Forex scams actually became so prevalent in the 90's and early 2000's because of speculation on the Euro, which was a new currency at the time, that the US Commodities Futures Trading Commission was forced to put out a number of warnings about these scams.

Now let me first say Forex in itself isn't a scam, nor is the sale of the Iraqi Dinar. In a sense I suppose you can't even really call this a scam. If a consumer buys Dinar and receives authetic Dinar in the mail they got exactly what they paid for. The scam isn't so much the sale of this currency so much as it is the hyping and false information put out about the currency. Some dealers I see online actively engage in this type of hyping while others do not as there's really no need. Consumers are hyping themselves up and hyping up others as well on various message boards and forums such as Dinar Vets, Investors Iraq, and Iraqi Dinar Rumors just to name a few.
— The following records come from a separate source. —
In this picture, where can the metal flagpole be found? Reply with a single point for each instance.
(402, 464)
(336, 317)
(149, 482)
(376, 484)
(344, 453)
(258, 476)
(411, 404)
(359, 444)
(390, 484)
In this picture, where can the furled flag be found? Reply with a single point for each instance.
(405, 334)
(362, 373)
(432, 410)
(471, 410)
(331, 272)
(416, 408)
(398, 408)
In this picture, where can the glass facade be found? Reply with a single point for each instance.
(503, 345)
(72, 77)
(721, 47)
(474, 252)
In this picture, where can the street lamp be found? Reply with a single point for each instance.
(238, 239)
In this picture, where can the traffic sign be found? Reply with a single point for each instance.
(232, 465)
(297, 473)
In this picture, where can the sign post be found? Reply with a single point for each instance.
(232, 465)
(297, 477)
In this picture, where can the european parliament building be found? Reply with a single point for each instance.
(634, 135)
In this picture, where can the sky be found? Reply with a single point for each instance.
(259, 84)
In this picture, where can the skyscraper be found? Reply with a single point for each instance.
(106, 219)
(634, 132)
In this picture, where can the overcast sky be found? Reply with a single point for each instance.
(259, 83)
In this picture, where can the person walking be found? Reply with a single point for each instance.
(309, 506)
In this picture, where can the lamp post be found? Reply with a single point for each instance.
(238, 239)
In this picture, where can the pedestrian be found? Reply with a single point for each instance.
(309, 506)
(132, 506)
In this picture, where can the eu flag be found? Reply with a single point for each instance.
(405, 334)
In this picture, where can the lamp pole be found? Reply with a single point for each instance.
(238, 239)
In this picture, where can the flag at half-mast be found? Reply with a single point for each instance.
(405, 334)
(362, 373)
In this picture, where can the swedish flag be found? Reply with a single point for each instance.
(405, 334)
Just listen to all the radio commercials, banner ads and other materials for Forex. Forex markets are a legit thing, however there are hords of Forex scammers out there who spend their lives looking for suckers such as the gullible, uneducated, and elderly just to name a few of their targets. Oftentimes it's individuals in retirement or near retirement who'd other investments may not have panned out for one reason or another and who are looking to invest their money with promises of high and risk free returns. Now anyone with a brain knows high paying and no risk don't go together but greed and desperation often cause people to overlook that nice thing we call common sense. What is really happenning? The money is disapearing into foreign banks where the scammers put the funds for themselves.
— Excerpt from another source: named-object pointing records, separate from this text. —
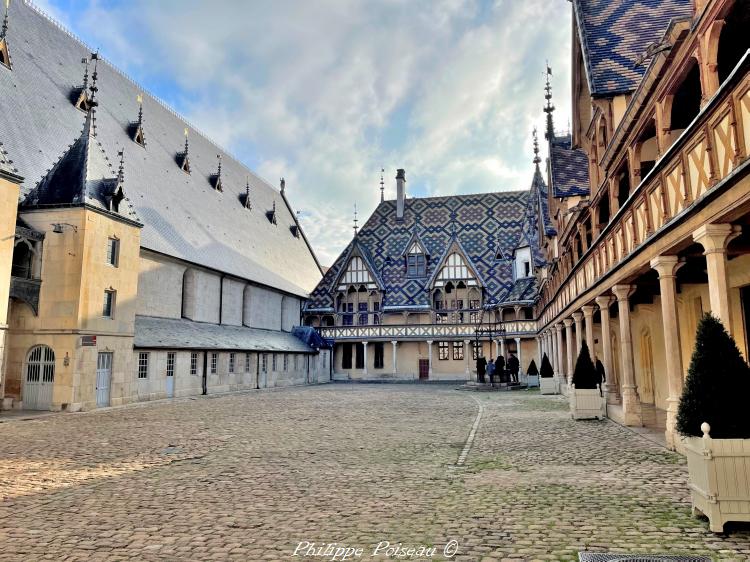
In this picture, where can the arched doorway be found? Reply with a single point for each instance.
(40, 378)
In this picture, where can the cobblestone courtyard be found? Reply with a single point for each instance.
(249, 476)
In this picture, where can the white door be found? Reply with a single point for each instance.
(170, 375)
(103, 378)
(40, 378)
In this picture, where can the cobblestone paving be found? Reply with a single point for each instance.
(247, 477)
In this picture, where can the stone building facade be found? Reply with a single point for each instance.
(138, 259)
(650, 198)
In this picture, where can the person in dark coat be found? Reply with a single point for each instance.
(500, 368)
(602, 376)
(481, 366)
(513, 366)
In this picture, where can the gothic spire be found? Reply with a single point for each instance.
(549, 108)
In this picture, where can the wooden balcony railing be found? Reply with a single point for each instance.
(715, 143)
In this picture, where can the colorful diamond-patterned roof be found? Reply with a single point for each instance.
(570, 169)
(615, 33)
(483, 226)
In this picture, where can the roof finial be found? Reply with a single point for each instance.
(5, 20)
(121, 169)
(94, 88)
(549, 108)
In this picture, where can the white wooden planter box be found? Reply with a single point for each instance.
(586, 403)
(547, 385)
(719, 478)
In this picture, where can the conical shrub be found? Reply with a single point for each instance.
(717, 386)
(546, 371)
(532, 370)
(584, 376)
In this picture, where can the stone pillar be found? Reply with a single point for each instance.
(570, 347)
(667, 267)
(631, 408)
(560, 366)
(578, 318)
(714, 239)
(429, 357)
(588, 323)
(518, 349)
(610, 386)
(467, 357)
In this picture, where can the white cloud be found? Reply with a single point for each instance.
(326, 92)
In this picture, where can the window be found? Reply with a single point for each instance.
(108, 310)
(143, 365)
(458, 350)
(379, 347)
(346, 356)
(113, 251)
(360, 359)
(416, 265)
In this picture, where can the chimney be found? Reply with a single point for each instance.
(400, 193)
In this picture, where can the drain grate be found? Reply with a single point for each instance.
(602, 557)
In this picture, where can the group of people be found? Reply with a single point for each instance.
(504, 371)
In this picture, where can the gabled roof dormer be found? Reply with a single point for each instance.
(359, 270)
(455, 265)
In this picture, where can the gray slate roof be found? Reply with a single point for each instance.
(169, 333)
(183, 215)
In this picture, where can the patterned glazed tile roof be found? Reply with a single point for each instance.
(482, 224)
(183, 215)
(615, 33)
(570, 168)
(170, 333)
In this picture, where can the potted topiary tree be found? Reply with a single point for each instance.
(532, 375)
(586, 401)
(712, 418)
(547, 384)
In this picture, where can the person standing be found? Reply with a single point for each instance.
(500, 368)
(513, 367)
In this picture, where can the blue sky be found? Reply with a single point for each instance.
(326, 92)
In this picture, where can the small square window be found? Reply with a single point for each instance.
(113, 252)
(143, 365)
(108, 310)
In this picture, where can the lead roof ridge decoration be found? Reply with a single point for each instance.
(183, 158)
(215, 179)
(4, 52)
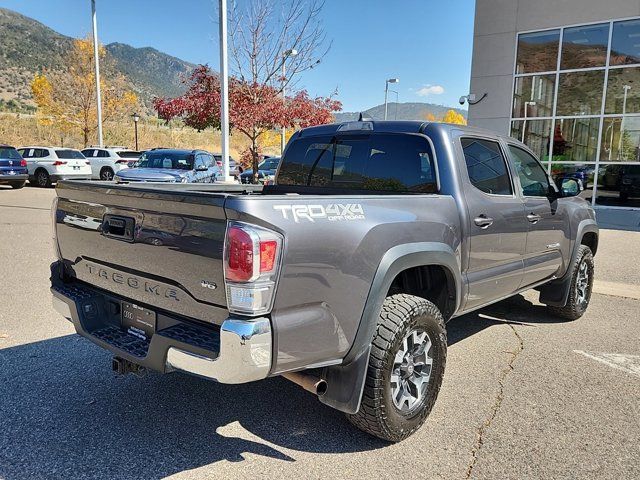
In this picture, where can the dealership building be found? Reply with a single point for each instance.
(563, 76)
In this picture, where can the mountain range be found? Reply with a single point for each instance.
(27, 47)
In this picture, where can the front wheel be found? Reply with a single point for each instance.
(406, 367)
(582, 270)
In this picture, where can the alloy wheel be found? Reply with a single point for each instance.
(582, 283)
(411, 371)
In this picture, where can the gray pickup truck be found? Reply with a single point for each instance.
(340, 277)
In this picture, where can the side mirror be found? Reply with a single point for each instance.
(570, 187)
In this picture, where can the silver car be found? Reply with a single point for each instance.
(172, 166)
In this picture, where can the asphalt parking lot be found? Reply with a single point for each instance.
(525, 395)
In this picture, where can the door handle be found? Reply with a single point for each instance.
(483, 221)
(533, 218)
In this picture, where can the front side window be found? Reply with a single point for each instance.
(383, 162)
(9, 153)
(486, 166)
(533, 179)
(68, 154)
(168, 160)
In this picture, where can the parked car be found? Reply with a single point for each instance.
(172, 166)
(13, 168)
(341, 276)
(235, 169)
(47, 165)
(107, 161)
(266, 168)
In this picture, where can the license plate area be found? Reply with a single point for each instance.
(138, 321)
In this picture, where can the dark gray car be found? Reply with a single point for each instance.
(172, 166)
(340, 277)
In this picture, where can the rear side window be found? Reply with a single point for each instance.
(9, 153)
(69, 154)
(486, 166)
(385, 162)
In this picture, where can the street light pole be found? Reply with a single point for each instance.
(524, 122)
(224, 91)
(97, 69)
(136, 119)
(386, 92)
(286, 54)
(626, 89)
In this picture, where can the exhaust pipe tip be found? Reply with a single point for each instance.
(321, 387)
(315, 385)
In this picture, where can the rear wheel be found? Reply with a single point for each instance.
(42, 178)
(406, 367)
(106, 174)
(581, 285)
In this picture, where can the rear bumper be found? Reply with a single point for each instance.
(13, 178)
(56, 177)
(238, 351)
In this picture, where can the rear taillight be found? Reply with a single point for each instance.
(251, 262)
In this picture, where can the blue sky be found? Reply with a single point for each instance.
(425, 43)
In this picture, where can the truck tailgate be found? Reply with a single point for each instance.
(156, 247)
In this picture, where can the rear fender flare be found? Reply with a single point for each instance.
(556, 292)
(345, 382)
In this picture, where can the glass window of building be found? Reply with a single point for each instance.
(623, 91)
(625, 43)
(575, 140)
(619, 185)
(620, 139)
(537, 52)
(535, 92)
(580, 93)
(536, 134)
(584, 47)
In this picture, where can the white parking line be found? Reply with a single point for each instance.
(621, 361)
(616, 289)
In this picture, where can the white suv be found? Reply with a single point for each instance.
(47, 165)
(107, 161)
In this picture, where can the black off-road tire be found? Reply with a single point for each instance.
(106, 174)
(378, 415)
(574, 308)
(42, 178)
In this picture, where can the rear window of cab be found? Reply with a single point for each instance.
(377, 161)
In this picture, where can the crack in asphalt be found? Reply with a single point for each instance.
(496, 404)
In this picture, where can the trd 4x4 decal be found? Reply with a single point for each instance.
(333, 212)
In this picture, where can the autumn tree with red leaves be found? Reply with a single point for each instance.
(261, 33)
(253, 108)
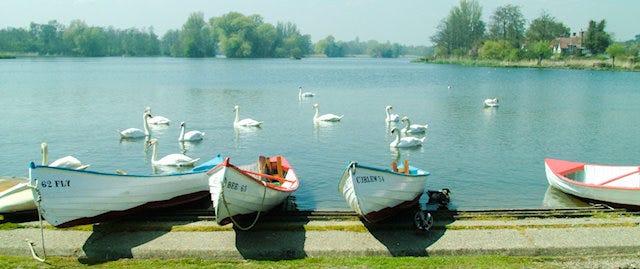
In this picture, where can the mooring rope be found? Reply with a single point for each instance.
(29, 242)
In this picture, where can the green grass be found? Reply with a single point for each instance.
(358, 262)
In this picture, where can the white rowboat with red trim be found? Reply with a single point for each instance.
(243, 190)
(606, 183)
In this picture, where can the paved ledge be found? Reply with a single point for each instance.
(203, 239)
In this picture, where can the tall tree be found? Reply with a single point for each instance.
(196, 37)
(462, 31)
(541, 50)
(507, 23)
(596, 39)
(615, 50)
(546, 28)
(329, 47)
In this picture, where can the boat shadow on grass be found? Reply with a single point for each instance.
(401, 237)
(271, 238)
(116, 240)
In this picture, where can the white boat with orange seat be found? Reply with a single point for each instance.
(238, 191)
(605, 183)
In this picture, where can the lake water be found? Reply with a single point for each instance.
(489, 157)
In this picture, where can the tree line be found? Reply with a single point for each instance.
(233, 35)
(463, 34)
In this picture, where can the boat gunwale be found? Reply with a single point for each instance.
(34, 166)
(426, 173)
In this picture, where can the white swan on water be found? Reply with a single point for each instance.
(325, 117)
(135, 132)
(405, 142)
(245, 122)
(391, 117)
(305, 94)
(157, 120)
(175, 159)
(413, 128)
(65, 162)
(193, 135)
Generally these Forex scams don't even involve the purchase or tarding of foreign currencies, what it is, is simply scam artists running bonus earnings statements and printing them off on their home computers showing huge returns right up until the time they disappear with everyone's money. If someone for some reason wants to cash out on their returns early they simply rob Peter to pay Paul but why would someone want to get out when money is pouring in right, and that's just what causes these scams to go on as long as they do. It's not until people demand their money that the scam artist has problems.

Now as we said before, just buying Dinar in itself is not a scam, though most people do have innacurate expectations for what the Dinar will do and don't understand currency or currency markets. That said the real scams involve people being scammed in the Dinar industry, not simply buying Dinar. For example, many Dinar scams work in the same way as the Forex scams. You don't actually get any Dinars but instead get a statement showing that you have Dinars, or have Dinars on reserve or layaway or have some type of fake certificate of ownership.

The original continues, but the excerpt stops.